Lastly, if it was not incompatible with God’s infinite goodness to pass by the whole body of fallen angels and leave them under the guilt of their apostasy, much less can it clash with that attribute to pass by some of fallen mankind and resolve to leave them in their sins and punish them for them. Nor is it inconsistent with Divine justice to withhold saving grace from some, seeing the grace of God is not what He owes to any. It is a free gift to those that have it, and is not due to those that are without it; consequently there can be no injustice in not giving what God is not bound to bestow. There is no end of cavilling at the Divine dispensations if men are disposed to do it. We might, with equality of reason, when our hand is in, presume to charge the Deity with partiality for not making all His creatures angels because it was in His power to do so, as charge Him with injustice for not electing all mankind. Besides, how can it possibly be subversive of His justice to condemn, and resolve to condemn, the non-elect for their sins when those very sins were not atoned for by Christ as the sins of the elect were? His justice in this case is so far from hindering the condemnation of the reprobate that it renders it necessary and indispensable.

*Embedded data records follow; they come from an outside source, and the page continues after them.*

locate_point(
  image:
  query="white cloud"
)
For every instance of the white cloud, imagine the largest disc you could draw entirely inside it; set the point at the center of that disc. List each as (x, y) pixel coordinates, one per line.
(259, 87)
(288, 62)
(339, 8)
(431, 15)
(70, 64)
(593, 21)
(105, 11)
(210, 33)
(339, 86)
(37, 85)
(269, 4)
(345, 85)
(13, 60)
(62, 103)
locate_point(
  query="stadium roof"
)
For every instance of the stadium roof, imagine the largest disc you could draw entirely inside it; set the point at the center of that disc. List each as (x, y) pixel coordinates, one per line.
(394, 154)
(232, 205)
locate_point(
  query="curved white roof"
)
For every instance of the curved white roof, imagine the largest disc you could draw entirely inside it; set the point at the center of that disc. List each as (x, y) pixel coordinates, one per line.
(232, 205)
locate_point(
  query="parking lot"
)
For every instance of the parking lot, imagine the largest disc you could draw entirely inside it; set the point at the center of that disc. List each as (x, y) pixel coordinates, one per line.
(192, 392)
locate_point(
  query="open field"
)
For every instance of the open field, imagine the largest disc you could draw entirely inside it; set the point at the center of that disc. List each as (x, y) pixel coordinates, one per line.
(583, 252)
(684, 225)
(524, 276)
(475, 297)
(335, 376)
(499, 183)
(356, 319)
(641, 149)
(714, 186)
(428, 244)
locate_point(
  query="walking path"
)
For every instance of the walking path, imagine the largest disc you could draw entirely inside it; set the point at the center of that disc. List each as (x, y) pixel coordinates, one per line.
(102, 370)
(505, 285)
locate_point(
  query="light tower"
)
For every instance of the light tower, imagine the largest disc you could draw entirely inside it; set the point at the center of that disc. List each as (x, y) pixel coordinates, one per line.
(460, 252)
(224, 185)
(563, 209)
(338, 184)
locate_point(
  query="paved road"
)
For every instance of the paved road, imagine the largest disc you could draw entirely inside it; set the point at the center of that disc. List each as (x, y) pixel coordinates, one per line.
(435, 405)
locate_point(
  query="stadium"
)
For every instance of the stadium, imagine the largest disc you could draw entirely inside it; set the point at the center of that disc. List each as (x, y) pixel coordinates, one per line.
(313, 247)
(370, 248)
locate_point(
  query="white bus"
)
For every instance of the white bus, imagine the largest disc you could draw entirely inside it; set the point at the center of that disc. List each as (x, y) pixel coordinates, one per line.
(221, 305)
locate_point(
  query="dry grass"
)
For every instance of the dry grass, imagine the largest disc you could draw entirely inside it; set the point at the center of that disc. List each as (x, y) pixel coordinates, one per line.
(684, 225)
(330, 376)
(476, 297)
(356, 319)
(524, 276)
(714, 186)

Again, is the decree of sovereign preterition and of just condemnation for sin repugnant to the Divine holiness? Not in the least, so far from it, that it does not appear how the Deity could be holy if He did not hate sin and punish it. Neither is it contrary to His truth and veracity. Quite the reverse. For would not the Divine veracity fall to the ground if the finally wicked were not condemned?

(3) God, in the reprobation of some, does not act a cruel part. Whoever accused a chief magistrate of cruelty for not sparing a company of atrocious malefactors, and for letting the sentence of the law take place upon them by their execution? If, indeed, the magistrate pleases to pity some of them and remit their penalty, we applaud his clemency, but the punishment of the rest is no impeachment of his mercy. Now, with regard to God, His mercy is free and voluntary. He may extend it to and withhold it from whom He pleases (Rom 9:15,18), and it is sad indeed if we will not allow the Sovereign, the all-wise Governor of heaven and earth, the same privilege and liberty we allow to a supreme magistrate below.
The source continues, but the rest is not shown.